The Problem: Aortic Dissection and a Series of Strokes
Looking back, Dallas Hartman knows he’s lucky to be alive. The lawyer and admitted former workaholic was just 55 when he looked death in the face — twice — and survived.
Despite chronic high blood pressure and an aneurysm managed by doctors, Dallas had kept a fast pace building a thriving law firm. Long hours in the courtroom and the office were the norm.
It all caught up with him in June 2012.
The car buff was shopping for a new car when he felt a sudden, searing chest pain that extended to his back. The New Wilmington resident called his doctor, who told him to get to the hospital right away.
The Path to UPMC’s Heart and Vascular Institute
At UPMC Jameson’s emergency room, a fast-acting doctor ordered an urgent CT scan.
The image showed that Dallas’ aorta — the main artery that supplies blood from the heart to the body — was tearing apart. This is an often-fatal condition known as an aortic dissection.
Minutes later, Dallas was on his way by chopper to UPMC Shadyside in Pittsburgh for high-level care.
Dr. Gleason spent the next many hours fixing Dallas’ aorta.
“What can you say about someone who saves your life?” asks Dallas. “My chances of survival were slim, but Dr. Gleason never quit. For hours, he focused all his attention on keeping me alive.”
The Solution: Repair of the Dissected Valve and Aorta
An aortic dissection is rare but not uncommon. It mainly affects men who are middle age and older with a history of high blood pressure like Dallas.
It's a life-threatening condition in which a tear forms in the inner layer of the aorta. Blood surging through the tear causes the inner and middle layers of the aorta to split or dissect.
Dallas had the most dangerous form — a type A dissection. The tear was in the ascending aorta, the curved part of the aorta spanning upward from the heart.
During surgery, Dr. Gleason repaired the aortic valve and replaced the ascending aorta with a synthetic graft. Dallas was on a heart and lung machine throughout the long, delicate procedure.
When he finished his work, Dr. Gleason went to the waiting room to talk to Dallas’ wife, Kristina, and their four children.
“He was so kind and gentle,” recalls Kristina. “He took time to stay with us and explain what happened. We were so grateful.”
Back to UPMC After a Stroke
Stroke is one of the major risks of aortic surgery.
Discharged a week after surgery, Dallas was healing quickly at home, walking up to a mile a day. But three weeks later, he had a mini-stroke that doctors treated with blood thinners. Then, just 10 days later, he had a major stroke.
“I was on the porch when I bent over to tie my shoes and sneezed,” says Dallas. “It hurt. I grabbed my chest and toppled over.”
A CT scan showed a blockage in the carotid artery had stopped blood flowing to his brain on one side.
“The pressure caused the artery to worsen beyond the original site,” says Kristina. “The right side of his brain wasn’t getting any blood.”
The neurologists who treated Dallas were doubtful he would survive. But they called in Dr. Gleason.
Dr. Gleason told them that, despite how severe and complex the problem, Dallas’ best chance to live was surgery. He needed to replace the carotid artery along with the aorta he already replaced.
Says Kristina, “When I saw Dr. Gleason, I knew he was in good hands.”
The Solution: Double Bypass to the Brain
For three hours, Dr. Gleason performed a delicate double bypass from the ascending aorta to the carotid and other arteries. The bypass restored blood flow to Dallas’ head, neck, arm, and brain.
He then took another hour to carefully inspect the prior repair.
This time, Dallas spent 28 days in the hospital, including three weeks at UPMC Mercy for intensive neurorehabilitation.

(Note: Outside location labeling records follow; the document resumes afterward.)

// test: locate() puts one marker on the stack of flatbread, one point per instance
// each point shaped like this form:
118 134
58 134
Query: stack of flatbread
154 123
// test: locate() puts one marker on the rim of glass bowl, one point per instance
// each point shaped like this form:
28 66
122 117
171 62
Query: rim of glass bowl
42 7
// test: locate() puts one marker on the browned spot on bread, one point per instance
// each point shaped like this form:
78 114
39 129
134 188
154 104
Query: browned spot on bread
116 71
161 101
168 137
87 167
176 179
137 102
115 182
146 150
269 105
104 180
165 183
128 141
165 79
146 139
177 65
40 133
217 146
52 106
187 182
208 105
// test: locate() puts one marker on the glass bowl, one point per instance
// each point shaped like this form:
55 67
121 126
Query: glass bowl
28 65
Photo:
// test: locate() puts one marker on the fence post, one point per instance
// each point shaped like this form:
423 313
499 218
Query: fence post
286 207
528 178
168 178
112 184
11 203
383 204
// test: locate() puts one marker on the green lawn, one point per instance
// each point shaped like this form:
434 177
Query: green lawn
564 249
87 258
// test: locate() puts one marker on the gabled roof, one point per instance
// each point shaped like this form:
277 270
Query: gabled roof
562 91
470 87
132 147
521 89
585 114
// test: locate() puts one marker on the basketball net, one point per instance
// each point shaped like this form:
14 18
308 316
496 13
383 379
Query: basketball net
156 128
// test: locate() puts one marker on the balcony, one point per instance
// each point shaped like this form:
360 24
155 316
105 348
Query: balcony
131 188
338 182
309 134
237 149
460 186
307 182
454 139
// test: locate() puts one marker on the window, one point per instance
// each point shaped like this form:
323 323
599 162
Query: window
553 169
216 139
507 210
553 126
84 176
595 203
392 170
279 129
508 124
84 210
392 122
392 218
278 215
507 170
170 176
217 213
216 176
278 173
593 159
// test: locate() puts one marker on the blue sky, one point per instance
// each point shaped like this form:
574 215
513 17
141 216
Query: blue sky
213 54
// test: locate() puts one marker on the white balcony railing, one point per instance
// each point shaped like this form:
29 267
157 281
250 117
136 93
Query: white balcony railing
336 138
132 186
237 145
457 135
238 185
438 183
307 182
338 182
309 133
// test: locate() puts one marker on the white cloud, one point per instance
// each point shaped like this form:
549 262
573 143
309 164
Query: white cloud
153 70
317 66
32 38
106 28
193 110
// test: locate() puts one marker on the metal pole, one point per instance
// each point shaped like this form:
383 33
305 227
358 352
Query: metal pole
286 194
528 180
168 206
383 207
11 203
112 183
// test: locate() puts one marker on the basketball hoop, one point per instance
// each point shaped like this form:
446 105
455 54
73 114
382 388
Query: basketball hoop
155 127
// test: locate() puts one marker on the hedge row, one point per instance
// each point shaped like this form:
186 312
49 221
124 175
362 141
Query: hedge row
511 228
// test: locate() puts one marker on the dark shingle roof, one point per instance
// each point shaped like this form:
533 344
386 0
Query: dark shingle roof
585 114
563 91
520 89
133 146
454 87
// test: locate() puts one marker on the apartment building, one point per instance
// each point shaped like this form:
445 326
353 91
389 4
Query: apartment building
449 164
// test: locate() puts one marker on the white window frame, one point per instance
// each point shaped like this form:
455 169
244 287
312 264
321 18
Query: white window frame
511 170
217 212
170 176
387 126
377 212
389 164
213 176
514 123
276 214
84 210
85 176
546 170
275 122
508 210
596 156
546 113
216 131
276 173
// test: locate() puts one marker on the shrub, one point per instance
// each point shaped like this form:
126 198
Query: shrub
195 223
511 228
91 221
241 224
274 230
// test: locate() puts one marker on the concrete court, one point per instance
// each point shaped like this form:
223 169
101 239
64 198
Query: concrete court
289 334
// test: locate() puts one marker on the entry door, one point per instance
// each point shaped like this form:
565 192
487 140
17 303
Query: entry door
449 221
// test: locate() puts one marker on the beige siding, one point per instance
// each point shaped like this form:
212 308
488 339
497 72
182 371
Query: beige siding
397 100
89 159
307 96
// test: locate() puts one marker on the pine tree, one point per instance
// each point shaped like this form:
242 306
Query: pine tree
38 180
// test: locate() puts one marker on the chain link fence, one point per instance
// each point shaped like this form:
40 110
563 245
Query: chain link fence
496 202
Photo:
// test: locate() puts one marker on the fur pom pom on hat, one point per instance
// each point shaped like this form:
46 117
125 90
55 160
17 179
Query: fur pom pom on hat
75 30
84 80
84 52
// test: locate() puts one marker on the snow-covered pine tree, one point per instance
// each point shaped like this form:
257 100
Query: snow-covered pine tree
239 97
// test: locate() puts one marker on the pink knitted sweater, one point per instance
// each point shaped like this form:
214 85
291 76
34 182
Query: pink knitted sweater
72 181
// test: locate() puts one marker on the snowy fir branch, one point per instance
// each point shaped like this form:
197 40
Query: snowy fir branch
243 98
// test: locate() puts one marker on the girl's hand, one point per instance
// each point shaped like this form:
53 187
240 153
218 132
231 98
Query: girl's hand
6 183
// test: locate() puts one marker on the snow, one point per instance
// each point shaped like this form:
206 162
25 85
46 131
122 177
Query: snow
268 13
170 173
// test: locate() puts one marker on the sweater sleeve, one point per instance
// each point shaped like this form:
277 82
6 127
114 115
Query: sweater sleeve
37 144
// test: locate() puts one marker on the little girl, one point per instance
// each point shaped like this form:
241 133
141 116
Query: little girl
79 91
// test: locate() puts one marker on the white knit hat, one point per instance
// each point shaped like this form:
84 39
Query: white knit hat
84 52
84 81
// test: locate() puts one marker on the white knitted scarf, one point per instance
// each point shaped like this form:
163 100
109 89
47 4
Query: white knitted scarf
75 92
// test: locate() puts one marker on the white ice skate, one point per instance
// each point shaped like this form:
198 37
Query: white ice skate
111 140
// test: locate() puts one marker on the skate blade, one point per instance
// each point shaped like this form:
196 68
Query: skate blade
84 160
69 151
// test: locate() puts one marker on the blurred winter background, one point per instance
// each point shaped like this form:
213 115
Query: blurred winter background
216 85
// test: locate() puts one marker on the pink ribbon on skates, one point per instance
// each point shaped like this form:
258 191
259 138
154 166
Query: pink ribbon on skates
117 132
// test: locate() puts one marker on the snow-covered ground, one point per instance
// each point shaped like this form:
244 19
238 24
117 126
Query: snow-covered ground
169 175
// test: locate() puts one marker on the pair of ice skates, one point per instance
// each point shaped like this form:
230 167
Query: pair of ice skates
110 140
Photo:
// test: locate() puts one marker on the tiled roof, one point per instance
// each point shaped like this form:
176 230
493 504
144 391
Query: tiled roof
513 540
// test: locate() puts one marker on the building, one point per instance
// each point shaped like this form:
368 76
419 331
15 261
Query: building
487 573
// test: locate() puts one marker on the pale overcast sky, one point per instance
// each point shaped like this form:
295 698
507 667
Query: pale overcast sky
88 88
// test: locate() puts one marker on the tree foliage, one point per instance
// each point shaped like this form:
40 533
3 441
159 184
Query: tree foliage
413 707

He had to relearn certain skills and overcome left side neglect — a lack of awareness of one side of his body.
Although Dallas has greatly improved, he still has some mild lingering left side weakness and struggles with concentrating at a high-level.
The Results: Enjoying Life
Today, Dallas says he feels “better than ever.”
His doctors are keeping an eye on the rest of his aorta beyond the one they replaced.
But Dallas is doing all he can to stay healthy. His blood pressure is now a steady 120/80 instead of 230/100. His blood pressure medicine is down from seven to three pills, and he lost more than 50 pounds.
Dallas still spends a few hours a week at his law firm, but no longer argues cases in court. Instead, he works out five days a week and stays busy on his 140-acre farm in Lawrence County. He and Kristina raise Longhorn and Wagyu cattle there.
“I’m enjoying life. These years have been a gift and I feel grateful,” says Dallas.
“Dr. Gleason absolutely saved my life — twice,” adds Dallas. “I got to see my daughter get married and have a baby… watch my youngest son graduate from high school. And I've spent seven more years with my wife. Life is good.”
Dallas' treatment and results may not be representative of similar cases.